After defeating three attempts to improve the update to the Foreign Intelligence Surveillance Act, the Senate approved the FISA update on a 69-28 vote. Senator Barack Obama (D-Illinois), the Democratic presidential nominee-elect, voted in favor of the measure, while his former rival, Senator Hillary Rodham Clinton (D-New York) voted against.
After the vote, the Electronic Frontier Foundation, which is representing plaintiffs in 40 lawsuits against the telecom companies, also vowed to fight the bill in court, confirming a vow it made in a statement posted two weeks ago on the news site RawStory.com.
“It is an immeasurable tragedy that just after its return from the Fourth of July holiday, the Senate has chosen to pass a bill that betrays the spirit of 1776 by radically expanding the president's spying powers and granting immunity to the companies that colluded in his illegal surveillance program,” said EFF senior staff attorney Kevin Bankston.

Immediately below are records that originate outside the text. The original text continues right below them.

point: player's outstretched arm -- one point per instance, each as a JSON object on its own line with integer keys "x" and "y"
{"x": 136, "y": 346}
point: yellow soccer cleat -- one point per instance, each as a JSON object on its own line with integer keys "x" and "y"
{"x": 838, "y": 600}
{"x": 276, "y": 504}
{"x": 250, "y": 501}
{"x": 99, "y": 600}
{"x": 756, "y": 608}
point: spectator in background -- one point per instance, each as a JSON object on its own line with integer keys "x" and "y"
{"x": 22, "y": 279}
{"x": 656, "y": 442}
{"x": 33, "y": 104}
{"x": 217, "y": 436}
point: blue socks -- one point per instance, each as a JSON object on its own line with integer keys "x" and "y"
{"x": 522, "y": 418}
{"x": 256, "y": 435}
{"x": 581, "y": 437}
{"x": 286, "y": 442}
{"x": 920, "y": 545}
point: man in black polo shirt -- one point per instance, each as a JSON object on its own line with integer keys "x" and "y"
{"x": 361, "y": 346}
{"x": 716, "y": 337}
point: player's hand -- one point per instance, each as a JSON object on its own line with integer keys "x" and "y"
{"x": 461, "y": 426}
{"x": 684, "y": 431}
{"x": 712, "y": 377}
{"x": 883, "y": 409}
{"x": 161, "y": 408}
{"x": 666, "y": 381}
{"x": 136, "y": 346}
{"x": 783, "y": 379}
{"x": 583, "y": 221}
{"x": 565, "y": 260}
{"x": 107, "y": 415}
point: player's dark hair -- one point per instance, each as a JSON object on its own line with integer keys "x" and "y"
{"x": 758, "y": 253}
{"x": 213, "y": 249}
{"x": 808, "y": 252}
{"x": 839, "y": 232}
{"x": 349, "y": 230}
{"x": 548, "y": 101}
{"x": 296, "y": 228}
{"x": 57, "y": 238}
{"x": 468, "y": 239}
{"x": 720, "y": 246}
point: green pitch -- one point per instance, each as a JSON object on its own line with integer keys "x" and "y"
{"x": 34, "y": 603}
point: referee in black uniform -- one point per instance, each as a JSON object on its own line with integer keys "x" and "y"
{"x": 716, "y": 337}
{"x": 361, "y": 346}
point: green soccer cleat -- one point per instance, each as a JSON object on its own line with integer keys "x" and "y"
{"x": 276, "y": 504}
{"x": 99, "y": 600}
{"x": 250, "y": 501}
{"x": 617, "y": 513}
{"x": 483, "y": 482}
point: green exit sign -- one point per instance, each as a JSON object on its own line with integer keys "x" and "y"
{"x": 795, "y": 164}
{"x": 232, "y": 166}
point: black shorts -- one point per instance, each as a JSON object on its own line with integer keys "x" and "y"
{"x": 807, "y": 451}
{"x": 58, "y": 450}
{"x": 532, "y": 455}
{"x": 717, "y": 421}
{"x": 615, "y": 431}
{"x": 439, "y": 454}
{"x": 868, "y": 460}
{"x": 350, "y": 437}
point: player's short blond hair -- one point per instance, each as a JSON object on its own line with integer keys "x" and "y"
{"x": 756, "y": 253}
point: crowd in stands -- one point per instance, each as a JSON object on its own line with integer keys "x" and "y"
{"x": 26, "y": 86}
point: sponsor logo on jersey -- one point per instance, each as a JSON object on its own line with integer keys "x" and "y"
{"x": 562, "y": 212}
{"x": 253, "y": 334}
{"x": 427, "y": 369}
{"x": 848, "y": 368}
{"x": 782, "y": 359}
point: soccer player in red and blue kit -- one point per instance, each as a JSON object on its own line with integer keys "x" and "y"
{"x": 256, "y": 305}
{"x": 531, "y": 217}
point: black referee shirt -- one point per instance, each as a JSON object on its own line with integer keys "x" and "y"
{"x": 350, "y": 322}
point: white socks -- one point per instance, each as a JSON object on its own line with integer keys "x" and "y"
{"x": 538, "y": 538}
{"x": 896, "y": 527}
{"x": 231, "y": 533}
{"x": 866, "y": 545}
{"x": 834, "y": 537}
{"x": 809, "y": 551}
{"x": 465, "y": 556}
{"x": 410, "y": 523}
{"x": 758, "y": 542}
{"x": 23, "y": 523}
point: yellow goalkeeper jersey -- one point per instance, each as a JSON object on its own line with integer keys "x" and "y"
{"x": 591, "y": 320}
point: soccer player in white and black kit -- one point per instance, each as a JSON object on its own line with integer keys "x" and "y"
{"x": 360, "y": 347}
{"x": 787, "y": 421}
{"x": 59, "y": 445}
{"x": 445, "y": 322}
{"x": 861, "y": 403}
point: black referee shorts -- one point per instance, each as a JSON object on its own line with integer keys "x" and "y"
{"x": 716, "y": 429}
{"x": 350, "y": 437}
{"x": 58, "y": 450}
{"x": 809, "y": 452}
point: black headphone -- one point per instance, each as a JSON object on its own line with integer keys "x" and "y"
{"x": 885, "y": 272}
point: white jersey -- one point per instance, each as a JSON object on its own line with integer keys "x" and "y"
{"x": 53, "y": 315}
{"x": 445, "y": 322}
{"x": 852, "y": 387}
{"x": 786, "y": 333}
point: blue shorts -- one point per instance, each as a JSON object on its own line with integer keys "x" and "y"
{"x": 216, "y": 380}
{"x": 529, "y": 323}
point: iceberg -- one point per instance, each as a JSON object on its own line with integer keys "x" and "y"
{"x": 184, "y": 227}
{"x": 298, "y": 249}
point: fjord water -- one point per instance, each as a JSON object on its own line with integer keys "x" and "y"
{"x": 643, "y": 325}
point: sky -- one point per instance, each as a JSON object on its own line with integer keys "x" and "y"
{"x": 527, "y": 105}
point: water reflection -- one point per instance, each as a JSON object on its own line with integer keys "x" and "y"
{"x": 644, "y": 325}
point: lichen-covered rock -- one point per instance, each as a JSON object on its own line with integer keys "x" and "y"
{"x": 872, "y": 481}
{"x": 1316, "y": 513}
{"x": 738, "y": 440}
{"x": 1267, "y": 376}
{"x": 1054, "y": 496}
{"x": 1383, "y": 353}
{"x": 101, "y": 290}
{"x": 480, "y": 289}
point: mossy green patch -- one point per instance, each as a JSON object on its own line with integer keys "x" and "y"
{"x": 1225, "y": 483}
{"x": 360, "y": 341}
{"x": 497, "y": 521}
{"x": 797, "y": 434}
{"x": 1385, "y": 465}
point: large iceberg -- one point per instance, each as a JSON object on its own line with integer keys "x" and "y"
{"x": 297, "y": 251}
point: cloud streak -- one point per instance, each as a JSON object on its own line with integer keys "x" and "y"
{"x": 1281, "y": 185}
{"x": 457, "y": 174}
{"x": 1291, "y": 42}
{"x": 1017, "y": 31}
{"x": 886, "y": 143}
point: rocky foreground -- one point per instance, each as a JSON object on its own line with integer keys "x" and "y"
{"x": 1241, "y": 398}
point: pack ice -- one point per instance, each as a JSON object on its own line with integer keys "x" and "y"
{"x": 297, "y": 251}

Bush, Congress, Telecoms Ignore '70s Court Rulings That Warrantless Surveillance Violates Fourth Amendment
For more than two years, this blogger has argued relentlessly that the Bush administration's program of eavesdropping on the telephone conversations of Americans with overseas parties without first obtaining court warrants violates the Fourth Amendment of the U.S. Constitution, which bars unreasonable government searches and seizures.
The courts have ruled numerous times that the Fourth Amendment requires the government to obtain court warrants, upon a presentation of probable cause, for such surveillance, culminating in a unanimous ruling by the Supreme Court in 1972 to that effect, striking down a similar warrantelss wiretapping program by the administration of President Richard Nixon.
Over the same two-year-plus period, Congress has been deliberating over how to update FISA -- which it passed in 1978 in response to massive abuses of the government's surveillance authority under Nixon -- to account for technological advances made in the 30 years since its passage.
Telecom Immunity Violates First Amendment Right to Seek Redress, Foes Say
Other critics -- while stopping short of charging outright violations of the Constitution -- have long said that Bush simply ignored the original intent of the FISA law in ordering the National Security Agency to eavesdrop on Americans' conversations with people abroad without first getting warrants from the secret Foreign Intelligence Surveillance Court established under the law.
The bill won final congressional approved Wednesday despite the vehement opposition of civil liberties and privacy advocates. Not only does it re-authorize much of the warrantless data-mining and surveillance Bush initiated after the September 11, 2001 terrorist attacks, it also grants legal immunity to telecommunications companies that facilitated the program.
That provision, critics say, violates the First Amendment right of Americans to seek judicial redress for the telecoms' failure to safeguard their Fourth Amendment right to privacy by not demanding the government produce court warrants for their millions of customers' confidential records.
Senators. Russ Feingold (D-Wisconsin) and Christopher Dodd (D-Connecticut) co-sponsored an amendment to the FISA bill that would have removed the retroactive immunity provision. It failed, as did two separate attempts to modify the immunity provision.
Filibuster Against Telecom Immunity Fails
Dodd had vowed earlier this year to mount a filibuster to kill the telecom immunity provision, but conservative senators of both parties succeeded in mustering the 60 votes needed to cut off debate and move the measure forward.